One piece of evidence supporting Yellen’s view were the so-called “stress tests” that the Federal Reserve has performed on US banks since 2011.
Just hours before this writing, the Fed approved plans for proposed dividend payouts for all 34 firms taking part in their annual stress tests. This is the first time since the annual stress tests began that all participating firms got a passing grade from the Fed.
So what should we make of Yellen’s prediction? This doesn’t have the ring of “confidence-boosting” rhetoric. It seems as though this is her genuine view.
At this point I should make two things clear. One: I have enormous respect for Janet Yellen, and two: I was fairly surprised by her remarks. So how does one reconcile these?
We still don’t know what caused the global financial crisis
It’s important to understand that the proximate cause of the financial crisis was a kind of “bank run on the system”. In a classic bank run - like the ones of the Great Depression - depositors go from believing that other depositors think their banks are safe, and are therefore willing to leave their money there, to believing that others consider the banks unsound.
Once investors believe that other investors are going to run on the bank, they want to run too (because banks typically hold less than 10% of the cash required to pay back all depositors).
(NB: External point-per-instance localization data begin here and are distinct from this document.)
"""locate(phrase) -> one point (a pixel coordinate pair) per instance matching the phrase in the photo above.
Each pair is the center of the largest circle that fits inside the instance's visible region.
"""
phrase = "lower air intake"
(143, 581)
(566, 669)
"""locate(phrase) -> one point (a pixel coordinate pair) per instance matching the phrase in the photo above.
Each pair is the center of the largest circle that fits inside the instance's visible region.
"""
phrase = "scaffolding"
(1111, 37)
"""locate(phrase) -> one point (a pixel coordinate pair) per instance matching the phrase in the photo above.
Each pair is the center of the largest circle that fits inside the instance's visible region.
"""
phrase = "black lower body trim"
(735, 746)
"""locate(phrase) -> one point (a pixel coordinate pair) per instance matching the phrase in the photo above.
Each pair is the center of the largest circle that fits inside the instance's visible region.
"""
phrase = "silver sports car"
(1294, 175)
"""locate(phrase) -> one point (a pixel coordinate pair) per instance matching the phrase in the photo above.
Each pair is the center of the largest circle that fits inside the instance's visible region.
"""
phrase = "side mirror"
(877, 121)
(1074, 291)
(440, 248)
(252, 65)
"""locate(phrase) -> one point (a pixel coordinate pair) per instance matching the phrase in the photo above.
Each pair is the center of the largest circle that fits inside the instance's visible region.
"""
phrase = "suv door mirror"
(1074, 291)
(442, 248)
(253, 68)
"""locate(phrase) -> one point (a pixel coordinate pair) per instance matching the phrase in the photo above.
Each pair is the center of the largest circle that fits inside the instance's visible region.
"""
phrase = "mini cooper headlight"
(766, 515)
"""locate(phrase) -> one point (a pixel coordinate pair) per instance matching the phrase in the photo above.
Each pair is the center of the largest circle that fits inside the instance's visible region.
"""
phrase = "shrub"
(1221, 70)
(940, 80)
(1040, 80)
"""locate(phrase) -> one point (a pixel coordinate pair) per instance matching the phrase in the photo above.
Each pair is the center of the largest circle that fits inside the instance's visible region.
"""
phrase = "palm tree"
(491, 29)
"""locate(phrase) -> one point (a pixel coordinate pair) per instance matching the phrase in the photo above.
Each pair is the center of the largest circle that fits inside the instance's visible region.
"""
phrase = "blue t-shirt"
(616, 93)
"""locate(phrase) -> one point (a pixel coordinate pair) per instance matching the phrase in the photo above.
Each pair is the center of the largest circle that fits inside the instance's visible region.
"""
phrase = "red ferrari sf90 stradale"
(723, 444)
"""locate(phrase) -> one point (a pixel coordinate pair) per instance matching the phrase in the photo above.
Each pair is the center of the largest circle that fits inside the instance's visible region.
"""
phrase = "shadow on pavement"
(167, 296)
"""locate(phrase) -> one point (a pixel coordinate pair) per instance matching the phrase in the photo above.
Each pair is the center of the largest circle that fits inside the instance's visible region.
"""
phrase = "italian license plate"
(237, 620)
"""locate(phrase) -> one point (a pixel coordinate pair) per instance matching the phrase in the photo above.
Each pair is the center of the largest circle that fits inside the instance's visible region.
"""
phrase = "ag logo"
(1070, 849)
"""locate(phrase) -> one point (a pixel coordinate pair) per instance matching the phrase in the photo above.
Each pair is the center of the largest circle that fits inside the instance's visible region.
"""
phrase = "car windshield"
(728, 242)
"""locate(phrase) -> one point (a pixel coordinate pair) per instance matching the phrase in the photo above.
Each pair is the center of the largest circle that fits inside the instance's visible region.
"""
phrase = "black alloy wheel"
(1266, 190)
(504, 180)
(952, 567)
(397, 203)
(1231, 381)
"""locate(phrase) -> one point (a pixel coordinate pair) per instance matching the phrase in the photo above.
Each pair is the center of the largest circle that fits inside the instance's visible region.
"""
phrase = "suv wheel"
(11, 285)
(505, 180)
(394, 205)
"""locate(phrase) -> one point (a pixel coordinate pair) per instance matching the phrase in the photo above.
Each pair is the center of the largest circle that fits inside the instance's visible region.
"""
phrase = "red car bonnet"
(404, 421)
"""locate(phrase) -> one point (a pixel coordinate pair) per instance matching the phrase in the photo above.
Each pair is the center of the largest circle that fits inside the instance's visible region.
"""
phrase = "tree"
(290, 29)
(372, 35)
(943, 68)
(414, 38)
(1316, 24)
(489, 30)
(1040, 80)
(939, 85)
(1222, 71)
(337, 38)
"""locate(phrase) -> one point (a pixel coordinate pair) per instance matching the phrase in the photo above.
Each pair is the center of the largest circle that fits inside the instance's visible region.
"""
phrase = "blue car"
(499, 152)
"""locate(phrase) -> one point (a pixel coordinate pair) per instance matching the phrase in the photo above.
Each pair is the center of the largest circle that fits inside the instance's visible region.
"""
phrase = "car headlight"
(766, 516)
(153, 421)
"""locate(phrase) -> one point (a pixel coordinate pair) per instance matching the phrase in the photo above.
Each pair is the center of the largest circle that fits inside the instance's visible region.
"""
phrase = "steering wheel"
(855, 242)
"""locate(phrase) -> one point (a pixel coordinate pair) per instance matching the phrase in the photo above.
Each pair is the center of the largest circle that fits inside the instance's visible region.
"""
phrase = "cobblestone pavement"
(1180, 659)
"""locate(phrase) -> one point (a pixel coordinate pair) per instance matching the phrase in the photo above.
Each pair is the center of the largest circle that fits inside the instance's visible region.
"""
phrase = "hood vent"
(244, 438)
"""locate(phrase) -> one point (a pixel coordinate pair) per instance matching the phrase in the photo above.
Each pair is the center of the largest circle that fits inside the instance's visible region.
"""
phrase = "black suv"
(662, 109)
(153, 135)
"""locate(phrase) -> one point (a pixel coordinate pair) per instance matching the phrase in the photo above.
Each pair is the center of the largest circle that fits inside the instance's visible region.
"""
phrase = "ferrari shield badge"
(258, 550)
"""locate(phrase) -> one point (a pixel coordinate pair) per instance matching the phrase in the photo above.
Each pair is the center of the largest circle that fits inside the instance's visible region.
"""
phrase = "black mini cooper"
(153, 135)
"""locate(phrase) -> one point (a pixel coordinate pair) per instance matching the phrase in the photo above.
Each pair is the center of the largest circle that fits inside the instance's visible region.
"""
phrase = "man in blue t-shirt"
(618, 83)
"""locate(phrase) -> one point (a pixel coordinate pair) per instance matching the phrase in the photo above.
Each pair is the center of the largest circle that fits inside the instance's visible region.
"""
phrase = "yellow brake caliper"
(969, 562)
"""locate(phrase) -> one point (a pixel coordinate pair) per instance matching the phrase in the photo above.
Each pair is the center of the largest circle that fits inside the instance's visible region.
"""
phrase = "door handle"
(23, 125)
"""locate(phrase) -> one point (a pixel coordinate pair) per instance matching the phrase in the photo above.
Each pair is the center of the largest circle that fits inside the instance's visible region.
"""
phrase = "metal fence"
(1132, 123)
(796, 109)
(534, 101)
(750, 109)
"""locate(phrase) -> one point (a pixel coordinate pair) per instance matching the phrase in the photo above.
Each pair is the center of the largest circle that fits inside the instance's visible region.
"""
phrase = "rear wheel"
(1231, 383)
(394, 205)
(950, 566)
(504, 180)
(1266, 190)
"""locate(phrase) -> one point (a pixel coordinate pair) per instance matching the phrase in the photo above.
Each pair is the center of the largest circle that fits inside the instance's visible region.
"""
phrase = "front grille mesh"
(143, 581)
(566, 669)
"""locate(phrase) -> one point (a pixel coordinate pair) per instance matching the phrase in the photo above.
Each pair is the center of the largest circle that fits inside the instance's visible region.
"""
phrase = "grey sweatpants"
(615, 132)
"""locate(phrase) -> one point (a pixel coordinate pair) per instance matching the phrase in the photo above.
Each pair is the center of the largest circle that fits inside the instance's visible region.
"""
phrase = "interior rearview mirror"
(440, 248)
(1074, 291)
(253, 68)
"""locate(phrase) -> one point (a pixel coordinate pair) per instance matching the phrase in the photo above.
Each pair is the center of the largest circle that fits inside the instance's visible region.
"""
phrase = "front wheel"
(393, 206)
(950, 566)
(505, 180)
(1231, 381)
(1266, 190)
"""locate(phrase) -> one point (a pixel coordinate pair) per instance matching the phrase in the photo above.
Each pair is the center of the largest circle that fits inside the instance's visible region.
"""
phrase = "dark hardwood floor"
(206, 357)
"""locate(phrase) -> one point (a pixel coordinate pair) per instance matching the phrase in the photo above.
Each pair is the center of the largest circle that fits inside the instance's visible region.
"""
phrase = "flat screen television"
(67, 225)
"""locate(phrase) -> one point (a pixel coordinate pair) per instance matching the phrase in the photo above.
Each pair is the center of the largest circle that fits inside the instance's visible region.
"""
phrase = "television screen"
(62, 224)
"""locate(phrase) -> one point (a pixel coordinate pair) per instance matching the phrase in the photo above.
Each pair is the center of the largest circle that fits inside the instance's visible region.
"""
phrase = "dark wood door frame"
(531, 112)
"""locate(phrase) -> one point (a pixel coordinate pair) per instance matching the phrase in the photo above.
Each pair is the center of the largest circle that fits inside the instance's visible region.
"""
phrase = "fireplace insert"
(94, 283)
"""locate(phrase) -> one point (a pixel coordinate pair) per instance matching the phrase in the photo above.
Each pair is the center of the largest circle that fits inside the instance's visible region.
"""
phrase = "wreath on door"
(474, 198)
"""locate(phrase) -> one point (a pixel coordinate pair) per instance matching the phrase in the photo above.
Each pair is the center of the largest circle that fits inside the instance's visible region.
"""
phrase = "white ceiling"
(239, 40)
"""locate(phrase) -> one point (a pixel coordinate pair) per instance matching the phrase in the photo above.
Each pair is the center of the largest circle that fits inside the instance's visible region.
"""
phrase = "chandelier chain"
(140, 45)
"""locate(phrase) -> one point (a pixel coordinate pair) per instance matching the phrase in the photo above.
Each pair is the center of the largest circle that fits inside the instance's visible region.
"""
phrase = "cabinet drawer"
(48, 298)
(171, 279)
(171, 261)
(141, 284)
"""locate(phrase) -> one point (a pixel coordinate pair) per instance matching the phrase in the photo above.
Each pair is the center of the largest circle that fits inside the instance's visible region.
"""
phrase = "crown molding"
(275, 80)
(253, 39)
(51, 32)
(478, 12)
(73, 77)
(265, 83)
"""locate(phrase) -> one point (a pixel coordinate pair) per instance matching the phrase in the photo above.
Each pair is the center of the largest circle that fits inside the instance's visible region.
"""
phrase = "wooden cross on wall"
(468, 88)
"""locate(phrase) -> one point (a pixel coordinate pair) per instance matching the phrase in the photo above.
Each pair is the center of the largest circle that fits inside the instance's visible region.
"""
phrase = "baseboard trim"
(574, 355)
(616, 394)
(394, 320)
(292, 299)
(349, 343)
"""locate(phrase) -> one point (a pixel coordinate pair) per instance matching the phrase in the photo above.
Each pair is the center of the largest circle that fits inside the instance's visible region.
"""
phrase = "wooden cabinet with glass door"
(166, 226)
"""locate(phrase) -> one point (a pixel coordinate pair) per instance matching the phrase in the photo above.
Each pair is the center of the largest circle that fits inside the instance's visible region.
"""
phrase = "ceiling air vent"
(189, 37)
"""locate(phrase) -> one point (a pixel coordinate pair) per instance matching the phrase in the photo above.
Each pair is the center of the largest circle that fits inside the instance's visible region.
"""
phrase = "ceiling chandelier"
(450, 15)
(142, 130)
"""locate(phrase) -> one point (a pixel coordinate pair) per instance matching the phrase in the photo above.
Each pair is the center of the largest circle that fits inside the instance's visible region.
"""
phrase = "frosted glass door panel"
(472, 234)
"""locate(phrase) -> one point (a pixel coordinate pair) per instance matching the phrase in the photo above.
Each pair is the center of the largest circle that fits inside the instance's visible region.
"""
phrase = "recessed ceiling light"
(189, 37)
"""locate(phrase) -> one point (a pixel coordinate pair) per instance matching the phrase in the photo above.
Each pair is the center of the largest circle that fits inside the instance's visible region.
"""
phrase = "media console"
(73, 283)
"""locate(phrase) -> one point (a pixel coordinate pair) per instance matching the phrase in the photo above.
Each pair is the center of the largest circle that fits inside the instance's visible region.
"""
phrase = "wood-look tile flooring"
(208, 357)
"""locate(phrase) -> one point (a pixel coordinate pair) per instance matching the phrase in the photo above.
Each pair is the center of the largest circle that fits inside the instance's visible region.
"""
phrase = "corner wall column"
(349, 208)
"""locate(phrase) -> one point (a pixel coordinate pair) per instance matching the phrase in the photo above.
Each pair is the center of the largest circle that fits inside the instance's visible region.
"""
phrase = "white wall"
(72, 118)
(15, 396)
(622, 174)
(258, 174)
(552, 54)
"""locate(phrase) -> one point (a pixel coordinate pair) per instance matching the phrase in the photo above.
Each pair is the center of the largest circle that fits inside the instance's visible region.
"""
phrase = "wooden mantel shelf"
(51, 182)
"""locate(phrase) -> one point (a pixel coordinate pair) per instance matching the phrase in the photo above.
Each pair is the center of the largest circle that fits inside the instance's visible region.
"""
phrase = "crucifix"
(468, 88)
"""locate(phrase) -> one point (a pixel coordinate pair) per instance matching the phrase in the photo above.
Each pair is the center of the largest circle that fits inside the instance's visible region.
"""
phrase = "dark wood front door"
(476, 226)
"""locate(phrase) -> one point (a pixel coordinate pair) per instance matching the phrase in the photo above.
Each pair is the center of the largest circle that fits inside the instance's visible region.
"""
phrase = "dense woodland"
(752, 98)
In the language of game theory, there is a switch from the “good equilibrium” to the “bad equilibrium”.
In the financial crisis there wasn’t a run on traditional banks so much as on investment banks and other financial institutions. This led to credit markets drying up (such as the commercial debt and “repo” markets).
What caused this shift in beliefs is a hotly debated issue. The large increase in US house prices and imprudent lending by US mortgage originators played an important role. The use of collateralised debt obligations (CDOs) and synthetic versions of CDOs were important. Lack of regulator controls allowed these things to happen, and incentives within financial institutions facilitated and encouraged risk and bad behaviour.
Yet for quite a long time the “good equilibrium” prevailed. What caused the switch?
That is the big question, and I’m pretty confident that not even Yellen knows the answer.
It all comes down to what we believe
What Yellen does seem to be saying is that regulatory responses to the crisis have made it much less likely that bad behaviour is going to occur. That certainly seems plausible. And if there is no - or very little - bad behavior, then beliefs about what other believe may not be particularly important.
But if there is a view that some new form of moral hazard is taking place, and people lose faith in the regulatory regime, then perhaps 2008 could occur again. And soon.
As game theory - and the lessons of the classic depression-era bank runs - teach us, it all comes down to what people believe about what other people believe.
That seems like a pretty slippery object to me.